Com a pandemia o mundo está em suspenso, e o mesmo acontece com os mercados de capitais. A subida rápida e acentuada das cotações desde a primavera de 2020 preocupa muitos investidores: Será possível que estejamos prestes assistir a uma nova bolha? E o que se passa com as obrigações e o recente aumento das yieldsrentabilidade? Analisamos o que os investidores devem considerar durante e após os tempos do coronavírus.

Com as expectativas de inflação a aumentar, a yield das obrigações globais tem aumentado acentuadamente nos últimos tempos.
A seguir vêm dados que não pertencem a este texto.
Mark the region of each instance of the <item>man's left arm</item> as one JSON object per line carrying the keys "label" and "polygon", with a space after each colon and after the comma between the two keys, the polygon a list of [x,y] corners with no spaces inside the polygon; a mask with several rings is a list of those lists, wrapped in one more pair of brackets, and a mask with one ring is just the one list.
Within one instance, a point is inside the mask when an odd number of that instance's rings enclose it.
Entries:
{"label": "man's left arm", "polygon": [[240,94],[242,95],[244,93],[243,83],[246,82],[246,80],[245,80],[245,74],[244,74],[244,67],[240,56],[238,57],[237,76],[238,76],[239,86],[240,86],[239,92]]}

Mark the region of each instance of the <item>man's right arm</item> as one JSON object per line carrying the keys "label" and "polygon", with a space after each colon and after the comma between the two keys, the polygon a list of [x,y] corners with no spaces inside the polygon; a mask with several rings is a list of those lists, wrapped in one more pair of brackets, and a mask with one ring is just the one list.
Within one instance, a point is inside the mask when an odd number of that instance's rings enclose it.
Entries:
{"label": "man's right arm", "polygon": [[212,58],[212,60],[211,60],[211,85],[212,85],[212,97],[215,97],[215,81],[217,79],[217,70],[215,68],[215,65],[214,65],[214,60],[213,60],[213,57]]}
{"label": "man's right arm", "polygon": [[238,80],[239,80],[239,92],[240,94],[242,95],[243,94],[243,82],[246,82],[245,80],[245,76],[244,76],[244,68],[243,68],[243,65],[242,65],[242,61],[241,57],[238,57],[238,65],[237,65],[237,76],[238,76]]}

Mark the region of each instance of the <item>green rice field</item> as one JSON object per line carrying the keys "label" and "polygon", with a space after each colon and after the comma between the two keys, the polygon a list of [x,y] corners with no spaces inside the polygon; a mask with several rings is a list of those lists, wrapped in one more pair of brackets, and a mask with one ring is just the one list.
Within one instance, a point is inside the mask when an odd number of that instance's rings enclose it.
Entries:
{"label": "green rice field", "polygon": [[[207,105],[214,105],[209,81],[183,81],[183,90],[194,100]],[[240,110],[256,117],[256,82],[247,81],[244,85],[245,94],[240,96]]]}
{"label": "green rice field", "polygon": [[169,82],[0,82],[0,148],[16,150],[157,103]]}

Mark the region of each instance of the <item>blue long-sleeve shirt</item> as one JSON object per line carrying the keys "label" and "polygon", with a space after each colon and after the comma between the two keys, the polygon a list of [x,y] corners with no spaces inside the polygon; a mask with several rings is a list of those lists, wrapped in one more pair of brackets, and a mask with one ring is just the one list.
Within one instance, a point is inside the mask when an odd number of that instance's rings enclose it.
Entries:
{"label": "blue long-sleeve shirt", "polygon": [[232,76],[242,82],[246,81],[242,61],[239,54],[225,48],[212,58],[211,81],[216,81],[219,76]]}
A preocupação generalizada é que, a dada altura, a grande quantidade de dinheiro que os governos e os bancos centrais estão a injetar na economia, em plena crise do coronavírus e para amortecer os seus efeitos, conduza a um aumento das taxas de inflação. É possível que essa preocupação seja exagerada?
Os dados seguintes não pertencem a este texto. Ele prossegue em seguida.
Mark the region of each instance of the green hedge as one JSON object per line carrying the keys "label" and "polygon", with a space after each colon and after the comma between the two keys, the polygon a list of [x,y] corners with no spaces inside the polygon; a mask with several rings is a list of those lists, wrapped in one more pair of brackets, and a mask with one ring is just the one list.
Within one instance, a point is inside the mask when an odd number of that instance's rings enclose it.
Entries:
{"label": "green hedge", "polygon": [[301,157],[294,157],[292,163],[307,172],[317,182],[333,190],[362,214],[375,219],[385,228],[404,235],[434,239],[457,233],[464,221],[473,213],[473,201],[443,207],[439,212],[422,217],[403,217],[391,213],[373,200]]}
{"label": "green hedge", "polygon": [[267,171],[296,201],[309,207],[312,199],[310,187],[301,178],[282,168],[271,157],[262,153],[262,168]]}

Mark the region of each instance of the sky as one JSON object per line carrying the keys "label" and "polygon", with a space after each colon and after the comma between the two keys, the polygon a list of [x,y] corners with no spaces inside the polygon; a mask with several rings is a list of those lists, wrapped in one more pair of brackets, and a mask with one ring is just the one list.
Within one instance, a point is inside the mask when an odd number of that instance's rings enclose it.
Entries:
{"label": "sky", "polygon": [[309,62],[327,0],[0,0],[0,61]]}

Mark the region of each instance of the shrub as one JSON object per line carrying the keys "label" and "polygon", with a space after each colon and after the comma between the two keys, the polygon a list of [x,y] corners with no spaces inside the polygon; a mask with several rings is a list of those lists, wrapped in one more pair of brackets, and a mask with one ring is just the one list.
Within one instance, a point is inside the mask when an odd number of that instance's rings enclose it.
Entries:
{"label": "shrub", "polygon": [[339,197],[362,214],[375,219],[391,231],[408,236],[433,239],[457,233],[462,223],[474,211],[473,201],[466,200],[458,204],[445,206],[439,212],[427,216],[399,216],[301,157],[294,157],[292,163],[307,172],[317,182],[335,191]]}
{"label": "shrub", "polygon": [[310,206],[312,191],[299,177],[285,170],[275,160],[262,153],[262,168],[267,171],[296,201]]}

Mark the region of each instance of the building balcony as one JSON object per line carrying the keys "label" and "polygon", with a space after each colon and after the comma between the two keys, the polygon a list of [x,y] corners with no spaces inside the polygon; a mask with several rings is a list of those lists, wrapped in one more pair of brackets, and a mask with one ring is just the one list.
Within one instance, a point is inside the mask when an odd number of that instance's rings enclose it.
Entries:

Não necessariamente. Na nossa opinião, a probabilidade de as taxas de inflação subirem para níveis a que não assistimos desde há anos é relativamente elevada, embora não estejamos a contar com uma espiral de inflação que se autoalimente. Também não esperamos que as taxas de juro aumentem ainda mais. Pelo contrário, o aumento das yields no mercado obrigacionista é - e continuará a ser - um fenómeno temporário.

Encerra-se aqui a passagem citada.